Qui effectue une recherche sur une personne dans un moteur de recherche ne peut être que continuellement étonné par l'incroyable quantité d'informations indexées, classées et rendues aisément accessibles par ces outils. La sophistication des algorithmes de recherche couplée à l'explosion des données accessibles en ligne facilitent grandement la vie quotidienne - et participent à la vie économique – mais créent également des situations inédites d'atteinte à la vie privée. Un arrêt de la Cour de Justice met toutefois des limites aux activités de moteur de recherche, Google en tête.
A l'origine de cet arrêt, fortement commenté ces dernières semaines, un citoyen espagnol avait demandé la désindexation de deux anciens articles de presse l'associant à une affaire de dette sociale. La Cour de Justice a conclu – logiquement – que l'activité du moteur de recherche peut consister en un traitement de données à caractère personnel distinct du traitement opéré par l'éditeur de site web et que cette activité est régie par le droit national inspiré de la Directive Vie Privée, quand bien même la société mère de l'exploitant se trouverait aux USA. La Cour de poursuivre son raisonnement en constatant que l'organisation et l'agrégation des données par les moteurs de recherche peut entrainer des atteintes inédites à la vie privée, de façon significative et additionnelle par rapport aux activités d'éditeur de site web, de sorte que l'exploitant du moteur de recherche est tenu des contraintes inhérentes à la qualité de responsable de traitement.
Forte de ces prémisses, la Cour va plus loin et estime que, dans ces hypothèses, un juste équilibre doit être trouvé entre le droit à la vie privée de la personne concernée par le traitement de données et le droit à l'information légitime des autres internautes. Selon la Cour, les droits de la personne physique concernée prévaudront en règle générale, mais l'équilibre à trouver peut dépendre de la nature de l'information, de sa sensibilité pour la vie privée de la personne concernée et encore de l'intérêt du public à disposer de cette information, ce dernier critère variant, notamment, en fonction du rôle joué par cette personne dans la vie publique. L'exploitant du moteur de recherche peut donc se voir contraint par l'Autorité Nationale de Protection de la Vie Privée ou par une autorité judiciaire de désindexer certains contenus, quand bien même l'information a été publiée légitimement sur le site Web d'origine.
Enfin, la Cour s'exprime sur le concept de "droit à l'oubli", puisqu'elle estime qu'un traitement de données initialement licite peut devenir, avec le temps, incompatible avec les exigences de la directive Vie Privée, lorsque les données ne sont plus nécessaires au regard des finalités pour lesquelles elles ont été collectées ou traitées.

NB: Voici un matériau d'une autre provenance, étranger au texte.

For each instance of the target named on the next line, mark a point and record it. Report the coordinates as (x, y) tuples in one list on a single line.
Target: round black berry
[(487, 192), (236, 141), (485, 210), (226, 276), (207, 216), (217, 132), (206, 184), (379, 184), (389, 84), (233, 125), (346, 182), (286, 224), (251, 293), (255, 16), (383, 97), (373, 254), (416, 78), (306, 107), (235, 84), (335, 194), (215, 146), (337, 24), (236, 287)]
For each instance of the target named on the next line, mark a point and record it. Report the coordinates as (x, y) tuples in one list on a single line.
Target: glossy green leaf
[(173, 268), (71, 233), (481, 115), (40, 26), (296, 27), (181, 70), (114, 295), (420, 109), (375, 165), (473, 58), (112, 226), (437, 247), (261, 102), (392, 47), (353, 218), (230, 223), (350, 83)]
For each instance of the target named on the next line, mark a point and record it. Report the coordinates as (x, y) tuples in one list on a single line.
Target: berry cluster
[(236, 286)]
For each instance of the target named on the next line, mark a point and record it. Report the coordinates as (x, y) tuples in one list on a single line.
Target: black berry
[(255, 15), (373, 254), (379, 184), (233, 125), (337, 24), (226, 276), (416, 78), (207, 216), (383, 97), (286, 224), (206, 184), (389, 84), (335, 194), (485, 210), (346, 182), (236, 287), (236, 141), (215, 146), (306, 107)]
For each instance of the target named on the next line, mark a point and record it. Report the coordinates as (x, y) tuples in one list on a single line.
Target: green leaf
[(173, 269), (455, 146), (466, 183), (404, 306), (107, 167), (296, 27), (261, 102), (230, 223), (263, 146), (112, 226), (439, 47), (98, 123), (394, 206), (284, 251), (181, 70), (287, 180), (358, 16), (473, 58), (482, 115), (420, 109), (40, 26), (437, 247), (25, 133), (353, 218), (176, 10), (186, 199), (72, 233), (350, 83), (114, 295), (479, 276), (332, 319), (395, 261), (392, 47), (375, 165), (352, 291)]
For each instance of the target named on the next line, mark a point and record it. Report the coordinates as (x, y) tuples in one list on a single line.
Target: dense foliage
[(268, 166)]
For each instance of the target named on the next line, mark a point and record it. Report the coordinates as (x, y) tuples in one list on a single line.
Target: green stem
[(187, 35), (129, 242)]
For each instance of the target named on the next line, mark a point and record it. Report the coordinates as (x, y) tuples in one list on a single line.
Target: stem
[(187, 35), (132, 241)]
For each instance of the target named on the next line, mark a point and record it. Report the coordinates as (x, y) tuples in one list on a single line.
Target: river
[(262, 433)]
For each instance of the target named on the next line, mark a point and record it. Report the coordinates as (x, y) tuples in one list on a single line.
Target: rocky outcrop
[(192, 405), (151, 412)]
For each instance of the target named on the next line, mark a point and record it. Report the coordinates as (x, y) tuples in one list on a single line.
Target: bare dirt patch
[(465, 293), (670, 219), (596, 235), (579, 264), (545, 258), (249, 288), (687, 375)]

De nouveau, un équilibre doit être recherché entre l'intérêt du public à être informé et l'intérêt de la personne concernée à ne plus voir ses données traitées. Contrairement à ce qui a été, trop souvent, relayé dans la presse, la Cour de Justice n'a donc pas créé un droit absolu pour chaque personne à s'opposer à voir son nom apparaitre dans les résultats de recherche de Google. La Cour a simplement tiré les conclusions logiques d'une application des règles en matière de vie privée à l'activité de moteurs de recherche et en a déduit la possibilité de s'opposer au traitement dans certaines circonstances, chaque demande devant être examinée au cas par cas, suivant les critères définis par la Cour.
Notons toutefois que seuls les liens disparaitront. Le contenu vers lequel ces liens pointent sera maintenu sur le site web d'origine. En outre, seuls les résultats de recherche des versions européennes de Google seront affectés, les liens étant maintenus sur les autres versions (américaines, par exemple) des résultats de recherche.